Acepromazina (atau acepromazine) adalah obat golongan turunan fenotiazin yang secara luas digunakan dalam dunia kedokteran hewan. Obat ini berfungsi sebagai obat penenang (tranquilizer), sedatif, dan antiemetik (anti-mual) untuk hewan peliharaan, terutama anjing, kucing, dan kuda. Obat ini bekerja dengan cara memblokir reseptor dopamin di otak, yang pada gilirannya menekan sistem saraf pusat, sehingga menghasilkan efek menenangkan pada hewan.
Penting untuk dicatat bahwa acepromazina tidak memiliki sifat analgesik (pereda nyeri). Oleh karena itu, jika hewan sedang mengalami rasa sakit, obat ini hanya akan menenangkan secara fisik namun tidak menghilangkan nyeri yang dirasakan. Penggunaan obat ini harus selalu di bawah pengawasan ketat dan resep dokter, mengingat efeknya yang kuat terhadap tekanan darah dan sistem saraf hewan.
Selain digunakan untuk keperluan medis di klinik, dokter hewan sering meresepkannya untuk pemilik hewan yang membutuhkan solusi agar peliharaan mereka tetap tenang selama perjalanan jauh, saat ada suara keras (seperti kembang api atau petir), atau sebelum prosedur perawatan (grooming) yang membuat hewan stres.
Penyebab dan Indikasi Penggunaan
Karena ini adalah obat dan bukan penyakit, bagian “penyebab” merujuk pada alasan atau indikasi mengapa hewan membutuhkan acepromazina. Beberapa kondisi utama meliputi:
- Kecemasan dan Fobia: Ketakutan ekstrem terhadap suara keras seperti badai petir, kembang api, atau suara mesin.
- Mabuk Perjalanan: Mencegah mual dan muntah selama perjalanan darat atau udara.
- Prosedur Medis: Digunakan sebagai agen pra-anestesi untuk menenangkan hewan sebelum operasi atau pemeriksaan klinis yang tidak nyaman.

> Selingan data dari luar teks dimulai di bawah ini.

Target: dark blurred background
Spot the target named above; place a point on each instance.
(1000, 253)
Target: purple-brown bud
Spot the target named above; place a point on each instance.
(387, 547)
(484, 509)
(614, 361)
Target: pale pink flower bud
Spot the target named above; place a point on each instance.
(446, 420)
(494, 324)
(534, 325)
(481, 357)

- Agresi Ringan: Membantu mengendalikan hewan yang hiperaktif atau sedikit agresif saat sedang dirawat.
Faktor Risiko
Tidak semua hewan dapat menerima acepromazina dengan aman. Beberapa faktor risiko yang membuat hewan rentan terhadap efek samping negatif meliputi:
- Ras Tertentu: Anjing ras Boxer, Collie, Greyhound, dan ras raksasa (seperti Great Dane) sangat sensitif terhadap obat ini dan dapat mengalami penurunan tekanan darah yang fatal.
- Usia: Hewan yang sangat muda (anak anjing/kucing) atau hewan yang sudah tua (geriatri) memiliki risiko lebih tinggi terhadap sedasi berlebihan.
- Riwayat Medis: Hewan dengan penyakit hati, gangguan jantung, atau epilepsi berisiko mengalami komplikasi jika diberikan obat ini.
Jenis
Acepromazina tersedia dalam beberapa bentuk sediaan, tergantung pada kebutuhan dan cara pemberiannya:
- Tablet: Biasanya diberikan oleh pemilik hewan di rumah, 45 menit hingga 1 jam sebelum kejadian yang memicu stres (seperti perjalanan atau kembang api).
- Suntikan (Injeksi): Tersedia dalam bentuk intramuskular (otot), subkutan (bawah kulit), atau intravena (pembuluh darah). Biasanya hanya dilakukan oleh dokter hewan di klinik.
Gejala dan Efek Samping
Meski efektif, overdosis atau sensitivitas terhadap obat ini dapat memunculkan berbagai gejala efek samping. Gejala yang paling umum meliputi penurunan tekanan darah, detak jantung yang melambat, dan gusi yang terlihat pucat. Dalam kasus reaksi alergi yang parah, hewan mungkin akan mengalami sesak napas yang memerlukan penanganan medis segera.
[Tips Mencegah Stres pada Hewan Peliharaan]
- Latih hewan peliharaan Anda dengan metode desensitisasi terhadap suara keras sejak usia dini.
- Gunakan feromon penenang (seperti Adaptil untuk anjing atau Feliway untuk kucing) di dalam ruangan.
- Sediakan tempat persembunyian yang gelap dan nyaman di dalam rumah saat ada kembang api atau badai.
Diagnosis dan Pemeriksaan
Sebelum meresepkan acepromazina, dokter hewan akan melakukan diagnosis dan pemeriksaan menyeluruh, termasuk:
- Pemeriksaan Fisik: Mengecek detak jantung, ritme napas, dan suhu tubuh hewan.
- Tes Darah: Memastikan fungsi organ hati dan ginjal normal agar hewan dapat memetabolisme obat dengan baik.
- Evaluasi Riwayat: Memeriksa apakah hewan pernah mengalami kejang atau memiliki riwayat sensitivitas terhadap obat-obatan.
Pengobatan dan Dosis
Dosis acepromazina sangat bervariasi tergantung pada berat badan, spesies, dan tingkat kecemasan hewan. Sangat penting untuk mengikuti instruksi dokter hewan secara ketat. Dilarang keras menambah dosis tanpa berkonsultasi, karena efek sedasi bisa berlangsung dari 6 hingga 8 jam. Selain obat resep, dokter mungkin menyarankan pemberian vitamin saraf untuk membantu menjaga keseimbangan mental hewan peliharaan secara jangka panjang.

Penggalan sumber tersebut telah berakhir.